I forgot that I had these up online: 4 of my columns for the AAPP Bulletin on "Philosophy and Psychiatry in the Media", from 1999 to 2001.

Here they are.

Wednesday, January 21, 2009

BBC Radio 4: State of Mind

State of Mind is a series on BBC Radio 4 that traces the history of mental health treatment in the UK since the 1950s. There have been three episodes so far: Total Institution, Altered States, and Community Care? I was particularly impressed by the second show, Altered States, which in its discussion of antipsychiatry and critical psychiatry. There were clips from an old intereviewith R.D. Laing, and then it had an interview with Phil Thomas, (pictured), co-author of Postpsychiatry, and he talked about his involvement with Sharing Voices (Bradford). Radio 4 already has one long running show that focuses on mental health issues, All in the Mind, and its Science section has in recent years had many other programs that focus on psychology and mental health. It also has programs that address medical ethics: Inside the Ethics Committee is nearly all medical ethics and The Moral Maze often looks at medical/psychological issues. Many other programs on Radio 4 give a reasonably thorough discussion of controversies in psychiatry and psychology.

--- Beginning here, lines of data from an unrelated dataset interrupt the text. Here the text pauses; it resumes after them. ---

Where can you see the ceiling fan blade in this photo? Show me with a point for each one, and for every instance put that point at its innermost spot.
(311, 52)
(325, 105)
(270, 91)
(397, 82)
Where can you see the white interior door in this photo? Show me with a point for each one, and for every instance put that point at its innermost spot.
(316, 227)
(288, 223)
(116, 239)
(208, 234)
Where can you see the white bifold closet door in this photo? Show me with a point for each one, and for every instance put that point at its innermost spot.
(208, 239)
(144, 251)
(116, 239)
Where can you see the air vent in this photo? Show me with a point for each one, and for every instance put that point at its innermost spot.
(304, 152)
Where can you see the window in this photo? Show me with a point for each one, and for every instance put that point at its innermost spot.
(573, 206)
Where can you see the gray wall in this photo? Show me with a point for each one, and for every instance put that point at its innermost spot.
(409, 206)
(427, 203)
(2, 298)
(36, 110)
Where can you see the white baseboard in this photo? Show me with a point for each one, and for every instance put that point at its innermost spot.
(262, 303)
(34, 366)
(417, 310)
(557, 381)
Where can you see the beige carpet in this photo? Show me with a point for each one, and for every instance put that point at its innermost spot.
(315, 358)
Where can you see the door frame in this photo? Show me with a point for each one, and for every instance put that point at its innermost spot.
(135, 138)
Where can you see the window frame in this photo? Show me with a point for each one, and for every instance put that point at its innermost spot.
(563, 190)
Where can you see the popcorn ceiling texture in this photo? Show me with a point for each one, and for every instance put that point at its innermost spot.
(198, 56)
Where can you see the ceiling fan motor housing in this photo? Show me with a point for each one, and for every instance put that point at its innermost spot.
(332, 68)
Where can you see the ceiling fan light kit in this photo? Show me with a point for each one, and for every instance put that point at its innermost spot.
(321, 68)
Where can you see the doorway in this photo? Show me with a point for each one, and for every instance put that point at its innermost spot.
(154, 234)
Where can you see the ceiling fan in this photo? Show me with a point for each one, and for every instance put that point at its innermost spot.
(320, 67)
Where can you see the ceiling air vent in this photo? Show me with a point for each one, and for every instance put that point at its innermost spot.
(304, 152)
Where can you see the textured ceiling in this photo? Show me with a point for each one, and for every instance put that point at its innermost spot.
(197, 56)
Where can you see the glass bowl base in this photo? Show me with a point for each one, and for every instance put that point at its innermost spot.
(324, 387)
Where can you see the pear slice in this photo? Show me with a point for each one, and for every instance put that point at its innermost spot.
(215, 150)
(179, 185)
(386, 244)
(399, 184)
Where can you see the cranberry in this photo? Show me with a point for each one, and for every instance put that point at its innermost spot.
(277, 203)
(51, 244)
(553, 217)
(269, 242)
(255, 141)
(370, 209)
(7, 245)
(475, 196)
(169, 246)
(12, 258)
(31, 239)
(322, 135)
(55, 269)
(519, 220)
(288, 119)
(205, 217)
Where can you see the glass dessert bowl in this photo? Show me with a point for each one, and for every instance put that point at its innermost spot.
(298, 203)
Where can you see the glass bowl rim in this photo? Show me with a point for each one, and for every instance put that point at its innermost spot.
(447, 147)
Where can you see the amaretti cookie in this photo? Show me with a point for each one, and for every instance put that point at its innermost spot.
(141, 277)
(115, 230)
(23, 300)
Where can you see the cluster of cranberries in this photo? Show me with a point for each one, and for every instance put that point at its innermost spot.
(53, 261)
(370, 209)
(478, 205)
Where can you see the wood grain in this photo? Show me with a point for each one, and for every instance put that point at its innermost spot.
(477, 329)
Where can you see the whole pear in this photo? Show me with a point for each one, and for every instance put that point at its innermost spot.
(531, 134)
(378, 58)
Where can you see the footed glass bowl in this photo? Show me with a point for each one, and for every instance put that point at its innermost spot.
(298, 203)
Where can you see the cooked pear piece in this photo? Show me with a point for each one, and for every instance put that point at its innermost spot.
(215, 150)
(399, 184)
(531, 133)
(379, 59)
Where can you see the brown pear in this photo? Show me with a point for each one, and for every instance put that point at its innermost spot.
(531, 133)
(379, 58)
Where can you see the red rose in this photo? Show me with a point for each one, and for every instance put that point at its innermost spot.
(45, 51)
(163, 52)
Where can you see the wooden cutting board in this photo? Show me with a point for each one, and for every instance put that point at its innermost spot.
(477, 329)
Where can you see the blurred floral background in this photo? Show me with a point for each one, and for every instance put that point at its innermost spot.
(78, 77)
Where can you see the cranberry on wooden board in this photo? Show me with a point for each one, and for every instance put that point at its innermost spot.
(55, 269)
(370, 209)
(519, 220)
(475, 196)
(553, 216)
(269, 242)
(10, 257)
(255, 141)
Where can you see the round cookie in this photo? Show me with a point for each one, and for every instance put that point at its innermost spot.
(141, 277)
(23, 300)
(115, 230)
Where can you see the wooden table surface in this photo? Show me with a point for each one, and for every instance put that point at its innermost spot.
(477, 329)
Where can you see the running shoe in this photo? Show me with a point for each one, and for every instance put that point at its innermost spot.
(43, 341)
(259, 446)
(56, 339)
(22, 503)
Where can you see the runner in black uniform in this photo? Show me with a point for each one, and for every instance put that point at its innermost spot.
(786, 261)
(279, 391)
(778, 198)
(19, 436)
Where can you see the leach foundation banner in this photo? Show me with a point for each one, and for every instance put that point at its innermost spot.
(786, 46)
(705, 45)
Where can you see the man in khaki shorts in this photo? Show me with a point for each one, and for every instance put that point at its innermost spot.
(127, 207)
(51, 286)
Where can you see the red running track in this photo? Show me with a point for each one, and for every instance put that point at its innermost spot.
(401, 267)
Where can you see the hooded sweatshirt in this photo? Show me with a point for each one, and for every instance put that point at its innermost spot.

Apart from admiration for the work of Radio 4, this also highlights the lack of thorough and sustained investigation of such issues by radio stations in the USA. NPR and affiliated companies like American Public Radio pale in comparison with their coverage of these issues. The bulk of their coverage is in short items on their daily news shows, and then interviews (and phone-ins) with authors promoting their new books. It is disappointing that there isn't more room for coverage of new developments in psychology and mental health on public radio. The main show that addressed these issues was The Infinite Mind, which seems to be on hiatus now -- and I have never lived in an area where the public radio stations actually broadcast it.

Monday, January 19, 2009

New work on moral responsibility and psychopaths

Doing some reading on moral responsibility and following some leads has uncovered a few couple of recent papers relating to psychopathy.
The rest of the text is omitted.